Pictorial history of Chinese textiles
When Italian Jesuit Matteo Ricci set foot in Nanjing in 1582, he was struck by the aesthetic splendour he encountered. "There are 200,000 weavers here and they weave a cloth made entirely of silk," he wrote. To Ricci, the long, loose sleeves worn by the Chinese were redolent of Venetian fashion and style. Yet silk wore multiple silhouettes in China that surpassed the physical appearance of dress.
Prized by Chinese and foreign merchants as an essential commodity on a vast trade network, silk had numerous purposes: as fabric for garments, as a form of currency (until the introduction of silver in its place), as a method of tax payment, and as a medium and subject matter for professional artists and the literati. What Ricci couldn't appreciate was just how rich and pervasive silk's influence would become.

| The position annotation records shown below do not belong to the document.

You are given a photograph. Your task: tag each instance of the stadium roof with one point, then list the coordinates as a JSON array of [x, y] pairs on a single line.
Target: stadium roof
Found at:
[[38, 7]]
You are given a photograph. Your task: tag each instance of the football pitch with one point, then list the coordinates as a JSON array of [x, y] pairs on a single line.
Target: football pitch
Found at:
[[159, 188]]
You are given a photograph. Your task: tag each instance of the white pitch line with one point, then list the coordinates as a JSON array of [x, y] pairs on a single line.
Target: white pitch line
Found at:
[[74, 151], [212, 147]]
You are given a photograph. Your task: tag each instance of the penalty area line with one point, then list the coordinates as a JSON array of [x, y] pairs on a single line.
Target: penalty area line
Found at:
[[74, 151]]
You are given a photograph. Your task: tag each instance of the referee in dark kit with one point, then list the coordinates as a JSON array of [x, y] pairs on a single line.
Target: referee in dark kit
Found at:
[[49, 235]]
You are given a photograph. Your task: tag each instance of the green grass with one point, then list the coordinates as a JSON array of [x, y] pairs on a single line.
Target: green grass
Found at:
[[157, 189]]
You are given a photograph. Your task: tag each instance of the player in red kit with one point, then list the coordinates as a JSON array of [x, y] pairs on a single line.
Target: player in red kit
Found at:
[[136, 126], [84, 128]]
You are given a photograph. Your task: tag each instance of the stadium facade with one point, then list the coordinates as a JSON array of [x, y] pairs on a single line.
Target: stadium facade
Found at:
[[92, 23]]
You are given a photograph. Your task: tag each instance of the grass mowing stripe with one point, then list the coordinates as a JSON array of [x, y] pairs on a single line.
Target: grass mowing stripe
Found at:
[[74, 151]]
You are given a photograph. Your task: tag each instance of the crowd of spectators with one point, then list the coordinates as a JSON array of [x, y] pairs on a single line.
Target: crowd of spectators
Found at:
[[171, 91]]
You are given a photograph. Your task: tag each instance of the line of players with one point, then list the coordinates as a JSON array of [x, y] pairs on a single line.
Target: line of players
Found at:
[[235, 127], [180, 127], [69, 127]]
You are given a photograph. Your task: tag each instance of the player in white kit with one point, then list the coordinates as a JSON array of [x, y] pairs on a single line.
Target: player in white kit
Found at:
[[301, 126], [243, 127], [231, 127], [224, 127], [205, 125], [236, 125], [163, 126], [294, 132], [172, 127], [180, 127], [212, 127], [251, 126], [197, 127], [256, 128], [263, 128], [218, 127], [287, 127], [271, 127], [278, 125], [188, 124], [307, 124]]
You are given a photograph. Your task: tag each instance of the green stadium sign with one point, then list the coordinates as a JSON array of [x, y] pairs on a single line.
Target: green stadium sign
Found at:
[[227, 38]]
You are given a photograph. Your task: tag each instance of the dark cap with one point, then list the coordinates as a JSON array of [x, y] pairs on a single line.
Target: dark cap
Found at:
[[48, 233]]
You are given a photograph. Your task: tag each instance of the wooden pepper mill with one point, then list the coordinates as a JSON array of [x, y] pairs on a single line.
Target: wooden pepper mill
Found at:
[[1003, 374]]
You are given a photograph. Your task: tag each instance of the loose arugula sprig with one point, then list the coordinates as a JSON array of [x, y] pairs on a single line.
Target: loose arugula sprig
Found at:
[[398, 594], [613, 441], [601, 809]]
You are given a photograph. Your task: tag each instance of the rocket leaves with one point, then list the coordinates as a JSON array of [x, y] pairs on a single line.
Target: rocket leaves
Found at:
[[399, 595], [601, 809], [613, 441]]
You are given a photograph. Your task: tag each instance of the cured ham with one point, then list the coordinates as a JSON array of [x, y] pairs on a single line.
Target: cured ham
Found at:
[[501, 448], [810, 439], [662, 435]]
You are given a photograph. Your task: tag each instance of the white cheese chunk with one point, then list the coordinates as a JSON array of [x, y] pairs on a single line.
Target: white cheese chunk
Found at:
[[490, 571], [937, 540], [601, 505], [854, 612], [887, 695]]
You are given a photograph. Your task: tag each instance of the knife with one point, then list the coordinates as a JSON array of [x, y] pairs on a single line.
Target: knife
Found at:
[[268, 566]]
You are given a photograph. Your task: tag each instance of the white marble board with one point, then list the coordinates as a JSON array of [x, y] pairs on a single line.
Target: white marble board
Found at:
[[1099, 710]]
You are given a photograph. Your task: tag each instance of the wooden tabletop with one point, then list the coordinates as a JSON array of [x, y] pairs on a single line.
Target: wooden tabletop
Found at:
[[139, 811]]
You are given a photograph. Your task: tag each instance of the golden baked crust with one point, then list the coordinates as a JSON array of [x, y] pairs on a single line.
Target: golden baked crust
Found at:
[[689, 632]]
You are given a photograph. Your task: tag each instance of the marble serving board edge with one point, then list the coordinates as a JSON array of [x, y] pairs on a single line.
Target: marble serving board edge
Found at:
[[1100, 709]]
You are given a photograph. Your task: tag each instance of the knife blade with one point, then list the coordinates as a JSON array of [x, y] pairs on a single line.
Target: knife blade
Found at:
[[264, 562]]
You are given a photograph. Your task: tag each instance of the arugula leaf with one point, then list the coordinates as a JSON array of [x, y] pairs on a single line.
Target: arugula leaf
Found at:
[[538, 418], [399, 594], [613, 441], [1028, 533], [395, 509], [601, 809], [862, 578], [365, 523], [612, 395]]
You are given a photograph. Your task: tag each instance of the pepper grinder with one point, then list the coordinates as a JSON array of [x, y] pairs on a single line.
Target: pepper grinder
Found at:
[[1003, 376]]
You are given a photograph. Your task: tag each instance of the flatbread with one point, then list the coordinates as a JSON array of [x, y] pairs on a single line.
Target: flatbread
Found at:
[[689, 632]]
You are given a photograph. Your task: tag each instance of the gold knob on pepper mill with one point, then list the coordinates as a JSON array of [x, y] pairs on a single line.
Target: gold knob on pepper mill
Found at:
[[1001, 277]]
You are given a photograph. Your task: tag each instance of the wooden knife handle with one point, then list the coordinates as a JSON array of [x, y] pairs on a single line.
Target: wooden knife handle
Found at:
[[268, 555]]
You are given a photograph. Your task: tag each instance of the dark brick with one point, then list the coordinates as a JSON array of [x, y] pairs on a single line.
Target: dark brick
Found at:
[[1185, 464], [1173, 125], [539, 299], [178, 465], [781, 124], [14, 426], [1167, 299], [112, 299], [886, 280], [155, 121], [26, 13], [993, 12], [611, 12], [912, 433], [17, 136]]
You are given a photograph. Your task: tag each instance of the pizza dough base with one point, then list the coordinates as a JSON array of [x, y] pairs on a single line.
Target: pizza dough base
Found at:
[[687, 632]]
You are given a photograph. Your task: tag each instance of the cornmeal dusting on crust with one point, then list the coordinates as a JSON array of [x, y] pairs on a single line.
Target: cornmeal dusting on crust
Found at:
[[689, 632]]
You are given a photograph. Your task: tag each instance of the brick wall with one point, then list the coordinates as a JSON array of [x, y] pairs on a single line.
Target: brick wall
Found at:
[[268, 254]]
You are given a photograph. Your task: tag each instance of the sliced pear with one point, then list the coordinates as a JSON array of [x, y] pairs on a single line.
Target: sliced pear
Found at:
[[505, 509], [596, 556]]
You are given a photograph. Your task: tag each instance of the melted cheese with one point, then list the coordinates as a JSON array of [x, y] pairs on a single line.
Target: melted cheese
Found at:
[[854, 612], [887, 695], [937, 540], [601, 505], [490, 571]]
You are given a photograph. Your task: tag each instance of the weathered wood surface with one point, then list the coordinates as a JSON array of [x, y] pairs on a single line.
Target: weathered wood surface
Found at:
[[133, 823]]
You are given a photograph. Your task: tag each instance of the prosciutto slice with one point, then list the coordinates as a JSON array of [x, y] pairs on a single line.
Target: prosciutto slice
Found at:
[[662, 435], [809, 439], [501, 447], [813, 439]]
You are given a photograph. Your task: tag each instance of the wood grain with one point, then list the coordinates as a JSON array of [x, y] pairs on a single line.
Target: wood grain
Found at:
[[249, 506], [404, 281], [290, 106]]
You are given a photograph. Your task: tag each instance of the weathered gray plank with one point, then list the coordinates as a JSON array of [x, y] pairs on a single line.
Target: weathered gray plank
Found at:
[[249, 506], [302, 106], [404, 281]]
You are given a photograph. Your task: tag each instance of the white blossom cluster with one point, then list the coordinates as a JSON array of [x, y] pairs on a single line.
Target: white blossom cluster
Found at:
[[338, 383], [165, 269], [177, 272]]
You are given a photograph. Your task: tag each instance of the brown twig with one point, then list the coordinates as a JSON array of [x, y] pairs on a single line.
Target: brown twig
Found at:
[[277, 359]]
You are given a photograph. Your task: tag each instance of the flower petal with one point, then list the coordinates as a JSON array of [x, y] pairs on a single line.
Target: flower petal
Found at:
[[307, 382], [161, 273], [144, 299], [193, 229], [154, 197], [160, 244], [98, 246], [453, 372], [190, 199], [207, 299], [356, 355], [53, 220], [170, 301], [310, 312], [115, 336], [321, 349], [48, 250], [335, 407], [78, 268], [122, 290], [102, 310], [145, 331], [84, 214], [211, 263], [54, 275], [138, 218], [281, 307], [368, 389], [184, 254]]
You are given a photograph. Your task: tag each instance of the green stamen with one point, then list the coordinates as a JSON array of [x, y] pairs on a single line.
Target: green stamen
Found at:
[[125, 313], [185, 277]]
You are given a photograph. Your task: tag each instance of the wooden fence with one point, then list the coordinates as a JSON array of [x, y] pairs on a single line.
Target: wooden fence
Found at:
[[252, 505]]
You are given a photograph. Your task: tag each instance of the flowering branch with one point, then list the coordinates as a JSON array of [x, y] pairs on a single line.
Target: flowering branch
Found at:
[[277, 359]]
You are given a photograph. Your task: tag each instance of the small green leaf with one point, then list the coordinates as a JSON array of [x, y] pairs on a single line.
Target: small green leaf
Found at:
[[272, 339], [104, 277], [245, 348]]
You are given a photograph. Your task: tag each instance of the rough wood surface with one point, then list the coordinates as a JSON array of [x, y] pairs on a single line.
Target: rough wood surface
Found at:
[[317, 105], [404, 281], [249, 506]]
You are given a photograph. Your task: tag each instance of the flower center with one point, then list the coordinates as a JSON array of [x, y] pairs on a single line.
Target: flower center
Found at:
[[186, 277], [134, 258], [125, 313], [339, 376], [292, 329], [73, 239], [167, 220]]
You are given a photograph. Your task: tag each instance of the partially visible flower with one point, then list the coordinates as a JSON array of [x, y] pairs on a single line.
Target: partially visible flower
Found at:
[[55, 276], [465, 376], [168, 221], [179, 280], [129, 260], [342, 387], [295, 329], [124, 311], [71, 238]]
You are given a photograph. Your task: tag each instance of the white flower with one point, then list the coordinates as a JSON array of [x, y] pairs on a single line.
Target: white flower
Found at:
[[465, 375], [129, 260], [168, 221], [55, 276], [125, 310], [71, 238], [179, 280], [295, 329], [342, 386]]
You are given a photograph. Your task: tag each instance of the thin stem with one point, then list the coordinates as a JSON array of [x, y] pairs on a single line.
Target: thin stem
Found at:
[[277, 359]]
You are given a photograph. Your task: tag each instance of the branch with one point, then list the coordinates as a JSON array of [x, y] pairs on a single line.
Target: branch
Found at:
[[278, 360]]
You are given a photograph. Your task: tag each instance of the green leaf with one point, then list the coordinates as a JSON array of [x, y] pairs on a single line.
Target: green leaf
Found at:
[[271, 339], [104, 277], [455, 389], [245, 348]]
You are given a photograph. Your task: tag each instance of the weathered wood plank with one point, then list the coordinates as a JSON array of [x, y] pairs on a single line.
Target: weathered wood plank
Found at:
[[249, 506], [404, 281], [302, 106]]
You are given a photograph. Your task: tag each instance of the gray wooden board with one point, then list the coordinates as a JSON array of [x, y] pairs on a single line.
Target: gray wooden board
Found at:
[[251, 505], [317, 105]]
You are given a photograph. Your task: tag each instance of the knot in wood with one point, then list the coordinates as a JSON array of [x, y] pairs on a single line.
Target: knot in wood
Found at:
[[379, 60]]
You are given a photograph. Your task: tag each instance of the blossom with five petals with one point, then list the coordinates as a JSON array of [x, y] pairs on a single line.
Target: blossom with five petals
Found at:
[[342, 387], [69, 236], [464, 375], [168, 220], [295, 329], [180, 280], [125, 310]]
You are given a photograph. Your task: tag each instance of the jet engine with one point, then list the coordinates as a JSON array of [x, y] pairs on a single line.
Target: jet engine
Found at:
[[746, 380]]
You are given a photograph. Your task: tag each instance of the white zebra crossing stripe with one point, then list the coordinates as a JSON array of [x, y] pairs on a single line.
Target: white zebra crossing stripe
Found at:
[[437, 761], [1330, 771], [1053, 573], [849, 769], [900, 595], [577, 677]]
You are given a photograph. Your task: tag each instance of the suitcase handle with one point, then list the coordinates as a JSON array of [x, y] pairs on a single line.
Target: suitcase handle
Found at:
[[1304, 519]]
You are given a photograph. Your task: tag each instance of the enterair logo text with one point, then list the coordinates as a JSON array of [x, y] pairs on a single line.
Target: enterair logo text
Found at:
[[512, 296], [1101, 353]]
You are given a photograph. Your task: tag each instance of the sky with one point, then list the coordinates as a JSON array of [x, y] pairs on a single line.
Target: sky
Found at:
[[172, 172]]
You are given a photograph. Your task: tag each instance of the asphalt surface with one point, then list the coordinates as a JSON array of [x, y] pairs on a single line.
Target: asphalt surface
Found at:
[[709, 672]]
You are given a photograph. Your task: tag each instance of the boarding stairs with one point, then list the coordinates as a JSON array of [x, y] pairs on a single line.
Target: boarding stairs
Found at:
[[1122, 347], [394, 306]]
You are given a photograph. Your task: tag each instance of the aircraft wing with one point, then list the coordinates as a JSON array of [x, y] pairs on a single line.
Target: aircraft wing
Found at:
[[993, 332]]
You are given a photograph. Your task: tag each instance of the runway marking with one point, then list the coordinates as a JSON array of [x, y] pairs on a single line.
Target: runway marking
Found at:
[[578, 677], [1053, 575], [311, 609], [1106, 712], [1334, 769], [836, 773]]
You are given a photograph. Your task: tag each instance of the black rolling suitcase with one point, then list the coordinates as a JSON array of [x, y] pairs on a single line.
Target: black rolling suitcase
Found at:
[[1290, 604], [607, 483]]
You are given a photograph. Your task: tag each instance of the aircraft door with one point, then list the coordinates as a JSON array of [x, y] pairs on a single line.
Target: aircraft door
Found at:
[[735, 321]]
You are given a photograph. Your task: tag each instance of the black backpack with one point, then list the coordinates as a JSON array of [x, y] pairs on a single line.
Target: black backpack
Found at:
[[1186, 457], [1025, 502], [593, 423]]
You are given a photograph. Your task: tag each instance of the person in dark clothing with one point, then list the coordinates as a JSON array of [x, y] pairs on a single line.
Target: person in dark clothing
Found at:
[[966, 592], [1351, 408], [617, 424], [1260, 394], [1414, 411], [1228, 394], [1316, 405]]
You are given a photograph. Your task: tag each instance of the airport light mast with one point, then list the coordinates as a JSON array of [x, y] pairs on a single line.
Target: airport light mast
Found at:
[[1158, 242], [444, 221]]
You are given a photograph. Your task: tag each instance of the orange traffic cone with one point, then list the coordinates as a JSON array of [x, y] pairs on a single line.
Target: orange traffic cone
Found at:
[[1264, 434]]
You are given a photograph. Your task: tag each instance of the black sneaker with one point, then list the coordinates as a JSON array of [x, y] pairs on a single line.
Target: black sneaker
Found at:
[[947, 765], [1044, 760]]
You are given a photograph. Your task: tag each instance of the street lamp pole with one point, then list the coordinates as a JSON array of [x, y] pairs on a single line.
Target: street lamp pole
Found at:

Originating in the Song Dynasty (960–1279) – though a Chinese legend credits Leizu, the wife of the mythological Yellow Emperor, Huangdi, who taught the Chinese the art and invented the silk loom in the 27th century BCE – and flourishing into the Qing Dynasty (1644–1911), China's craftspeople used shuttles and needles as their brushes and silk threads as their pigments, creating meticulous, exquisitely woven and embroidered works.
Kesi (weft-woven silk tapestry) and cixiu (embroidery) became elevated into an interdisciplinary art form – a fusion of painting, calligraphy, and hand-weaving or embroidering. During the Yuan Dynasty (1271–1368), kesi panels were even being exported to Europe, where they were being incorporated into cathedral vestments.
Spanning the Qing Dynasty to the mid-20th century, the exhibition Pictorial Silks: Chinese Textiles from the UMAG Collection, showing at the University Museum and Art Gallery (UMAG) of the University of Hong Kong (HKU), encompasses a diverse range of subjects and formats that include 18th-, 19th- and early 20th-century hanging scrolls, framed panels and banners, along with 19th-century dragon robes. Each work exemplifies the sophisticated craftsmanship of the artisans and the collective stories of the Qing Dynasty's textile industry. It's on until March 14, 2021 – and it's not to be missed.